Connection: I need a connection to friends, family and the "outside world" when I'm unable to leave my house, or sometimes my bed, to participate in it. Blogging helps me sort through my thoughts and feelings, messenger and Facebook help me stay connected with friends and family, Netflix keeps me entertained, and all sorts of programs and apps help me contribute to church, homeschool, and other groups through volunteering my time and talents. Visits from friends are the best - especially the ones who are ok with me being in my pjs, my kids being in the same clothes as the day before, and my house overflowing with evidence that five children live here. Also ... connections away from home, especially worship, Tuesday Night Sunday School, Camp Calumet, and homeschool co-op.

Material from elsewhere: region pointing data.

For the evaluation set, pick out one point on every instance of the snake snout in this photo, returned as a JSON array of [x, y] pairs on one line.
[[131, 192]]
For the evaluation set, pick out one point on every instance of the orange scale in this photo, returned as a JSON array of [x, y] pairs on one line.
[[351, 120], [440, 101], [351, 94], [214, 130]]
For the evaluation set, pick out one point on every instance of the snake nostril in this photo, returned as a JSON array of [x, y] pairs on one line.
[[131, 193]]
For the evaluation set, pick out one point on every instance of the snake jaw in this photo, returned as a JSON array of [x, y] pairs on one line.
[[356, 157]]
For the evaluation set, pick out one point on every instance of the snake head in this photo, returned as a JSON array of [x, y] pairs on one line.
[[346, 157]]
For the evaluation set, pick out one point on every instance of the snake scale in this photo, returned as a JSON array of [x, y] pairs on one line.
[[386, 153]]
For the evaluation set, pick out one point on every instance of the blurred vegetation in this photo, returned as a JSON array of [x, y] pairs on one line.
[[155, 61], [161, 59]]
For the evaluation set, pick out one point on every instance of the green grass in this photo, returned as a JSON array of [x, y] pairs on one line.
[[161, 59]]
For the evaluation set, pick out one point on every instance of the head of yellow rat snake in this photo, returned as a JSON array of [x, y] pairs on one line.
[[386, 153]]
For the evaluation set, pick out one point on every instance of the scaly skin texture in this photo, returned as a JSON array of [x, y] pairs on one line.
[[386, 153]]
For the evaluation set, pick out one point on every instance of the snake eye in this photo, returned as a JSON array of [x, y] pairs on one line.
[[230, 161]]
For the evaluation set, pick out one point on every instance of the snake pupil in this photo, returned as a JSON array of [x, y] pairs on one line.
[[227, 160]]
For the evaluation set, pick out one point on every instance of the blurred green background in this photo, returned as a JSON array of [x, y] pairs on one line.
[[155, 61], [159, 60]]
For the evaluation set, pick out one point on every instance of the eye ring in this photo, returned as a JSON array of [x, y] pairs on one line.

Books: I suppose I could live without them, but my quality of life would be dramatically worse.

Sharpies: See Books.

As I reflect on my list, it seems like a lot to me. I also realize that although mobility devices are on my list, full mobility didn't make it. It's not something I need, or expect to ever regain. It would be nice to have, but not an essential part of my life, even when I sometimes struggle with my limitations. And if I'm honest, more money and another bathroom would be nice, but again, we make do and that's what being a joyful recipient of my daily bread is about. I realize that things that I love to do, like hiking; getting tattoos; exploring museums, science centers, and other places of interest; going to movies, plays, and concerts; and taking family trips are all wonderful things to do, but I can live a very joy-filled and contented life without doing those things as frequently as I may wish. 

I strive to fill my heart to bursting with the luxury of receiving my daily bread.